S’attendre à des miracles

A la fin de la dernière session ordinaire de l’année, les députés semblent être enfin sortis de leur sommeil. Ainsi, ont-ils décidé de mettre en place plusieurs enquêtes parlementaires simultanées. C’est une première dans l’histoire politique du pays qu’une telle décision est prise au niveau de l’Assemblée natio­nale.
Parmi les principales enquêtes qui vont être menées, on peut citer, entre autres, Air Ma­dagascar, QMM, Am­ba­tovy… Comme on peut le constater, de nombreux et divers domaines sont concernés. Rien que sur ces trois dossiers, les enquêteurs vont avoir du pain sur la planche.
Avec ces nombreuses enquêtes, certaines personnes vont dire que les députés font preuve d’un excès de zèle. Mais à bien y penser, il y a tellement « d’affaires sombres » dans le pays que le principal est de commencer à s’y pencher. On verra bien par la suite ce qui en sortira.

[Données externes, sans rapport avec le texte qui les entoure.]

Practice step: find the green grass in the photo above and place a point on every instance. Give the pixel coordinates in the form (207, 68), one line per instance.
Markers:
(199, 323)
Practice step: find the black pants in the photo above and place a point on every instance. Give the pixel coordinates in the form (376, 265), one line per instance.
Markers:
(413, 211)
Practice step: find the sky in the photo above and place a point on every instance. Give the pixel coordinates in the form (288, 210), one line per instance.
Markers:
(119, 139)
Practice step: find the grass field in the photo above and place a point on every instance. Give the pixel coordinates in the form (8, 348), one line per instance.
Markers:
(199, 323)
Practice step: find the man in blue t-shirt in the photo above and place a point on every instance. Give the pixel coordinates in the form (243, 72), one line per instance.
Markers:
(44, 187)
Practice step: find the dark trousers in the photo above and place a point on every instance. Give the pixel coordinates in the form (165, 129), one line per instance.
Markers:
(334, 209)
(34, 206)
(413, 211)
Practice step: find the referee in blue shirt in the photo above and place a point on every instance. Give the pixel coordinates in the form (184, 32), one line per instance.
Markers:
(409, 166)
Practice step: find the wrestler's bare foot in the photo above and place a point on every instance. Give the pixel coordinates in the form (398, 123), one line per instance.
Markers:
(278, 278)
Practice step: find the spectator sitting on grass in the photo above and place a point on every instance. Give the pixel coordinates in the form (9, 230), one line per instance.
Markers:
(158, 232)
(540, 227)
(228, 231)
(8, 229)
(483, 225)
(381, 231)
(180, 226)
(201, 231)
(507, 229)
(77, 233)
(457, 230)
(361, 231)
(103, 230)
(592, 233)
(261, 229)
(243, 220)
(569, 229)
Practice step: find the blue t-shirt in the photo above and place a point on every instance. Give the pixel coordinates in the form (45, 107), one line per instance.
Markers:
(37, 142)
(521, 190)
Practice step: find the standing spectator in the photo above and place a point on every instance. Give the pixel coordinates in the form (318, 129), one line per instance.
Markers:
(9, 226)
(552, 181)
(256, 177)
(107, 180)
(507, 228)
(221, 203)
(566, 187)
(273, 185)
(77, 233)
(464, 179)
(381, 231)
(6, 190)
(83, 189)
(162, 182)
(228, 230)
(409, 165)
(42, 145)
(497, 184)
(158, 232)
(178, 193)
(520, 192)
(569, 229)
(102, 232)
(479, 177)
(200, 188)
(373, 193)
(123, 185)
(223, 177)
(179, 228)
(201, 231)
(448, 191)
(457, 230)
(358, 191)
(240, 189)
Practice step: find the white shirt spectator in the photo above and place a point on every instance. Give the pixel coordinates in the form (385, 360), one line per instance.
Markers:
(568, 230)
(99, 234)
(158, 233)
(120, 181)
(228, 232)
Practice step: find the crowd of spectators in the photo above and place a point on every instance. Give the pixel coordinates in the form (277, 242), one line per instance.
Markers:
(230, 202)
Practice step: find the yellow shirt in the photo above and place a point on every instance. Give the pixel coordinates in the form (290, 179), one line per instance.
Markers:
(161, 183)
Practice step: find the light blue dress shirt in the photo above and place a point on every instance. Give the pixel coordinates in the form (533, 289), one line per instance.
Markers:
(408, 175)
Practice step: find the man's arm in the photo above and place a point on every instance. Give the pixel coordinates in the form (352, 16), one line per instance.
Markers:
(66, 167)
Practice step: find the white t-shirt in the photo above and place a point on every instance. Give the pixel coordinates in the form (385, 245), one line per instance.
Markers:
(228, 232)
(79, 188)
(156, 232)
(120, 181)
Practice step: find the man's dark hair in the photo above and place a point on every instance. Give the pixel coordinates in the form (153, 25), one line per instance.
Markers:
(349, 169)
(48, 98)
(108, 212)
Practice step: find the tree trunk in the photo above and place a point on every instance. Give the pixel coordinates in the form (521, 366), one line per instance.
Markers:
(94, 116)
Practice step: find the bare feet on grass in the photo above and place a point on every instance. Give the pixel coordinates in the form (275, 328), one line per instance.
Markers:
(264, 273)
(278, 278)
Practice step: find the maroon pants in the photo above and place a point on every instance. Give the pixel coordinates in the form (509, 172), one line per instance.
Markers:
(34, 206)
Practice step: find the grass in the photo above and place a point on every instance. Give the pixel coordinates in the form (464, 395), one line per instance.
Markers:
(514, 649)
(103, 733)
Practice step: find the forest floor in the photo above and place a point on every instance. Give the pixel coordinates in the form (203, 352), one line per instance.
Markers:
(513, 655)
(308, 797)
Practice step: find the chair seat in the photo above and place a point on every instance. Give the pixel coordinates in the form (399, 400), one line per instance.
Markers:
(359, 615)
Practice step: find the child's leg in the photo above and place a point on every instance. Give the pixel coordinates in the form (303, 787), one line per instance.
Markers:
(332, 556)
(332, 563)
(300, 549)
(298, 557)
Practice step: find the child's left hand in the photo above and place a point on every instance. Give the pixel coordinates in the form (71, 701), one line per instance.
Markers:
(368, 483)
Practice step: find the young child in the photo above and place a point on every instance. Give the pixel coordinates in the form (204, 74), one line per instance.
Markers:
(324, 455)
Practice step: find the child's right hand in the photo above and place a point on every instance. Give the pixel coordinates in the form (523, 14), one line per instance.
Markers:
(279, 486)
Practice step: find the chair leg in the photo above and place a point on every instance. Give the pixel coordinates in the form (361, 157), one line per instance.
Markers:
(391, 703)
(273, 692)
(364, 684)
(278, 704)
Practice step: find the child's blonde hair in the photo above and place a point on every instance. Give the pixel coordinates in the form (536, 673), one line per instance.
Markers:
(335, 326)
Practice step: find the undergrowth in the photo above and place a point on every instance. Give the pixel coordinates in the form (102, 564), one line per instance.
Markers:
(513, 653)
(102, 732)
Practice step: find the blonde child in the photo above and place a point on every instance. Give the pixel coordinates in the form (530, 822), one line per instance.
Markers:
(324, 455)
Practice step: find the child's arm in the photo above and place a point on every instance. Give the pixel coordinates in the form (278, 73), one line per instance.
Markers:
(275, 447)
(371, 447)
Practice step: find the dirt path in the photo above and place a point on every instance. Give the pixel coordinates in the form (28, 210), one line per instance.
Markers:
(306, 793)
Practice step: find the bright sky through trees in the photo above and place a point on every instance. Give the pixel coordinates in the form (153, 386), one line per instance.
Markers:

Bien entendu, il y a beaucoup d’autres su­jets qui mériteraient de faire l’objet d’une en­quête parlementaire, ne serait-ce que les nom­breux cas de corruption de haut niveau dont les dossiers y afférant ont été classés dans les ou­bliettes. Il est peut-être temps de les dépoussiérer.
Si vraiment, on veut changer les choses, ces enquêtes parlementaires ou autres, ne doivent pas se limiter au seul régime orange. Bien avant, il y avait de nombreux dossiers sulfureux concernant des sujets intéressants qui méritent d’être revus. Le cas échéant, cela montrerait qu’on ne s’acharne pas sur le régime orange.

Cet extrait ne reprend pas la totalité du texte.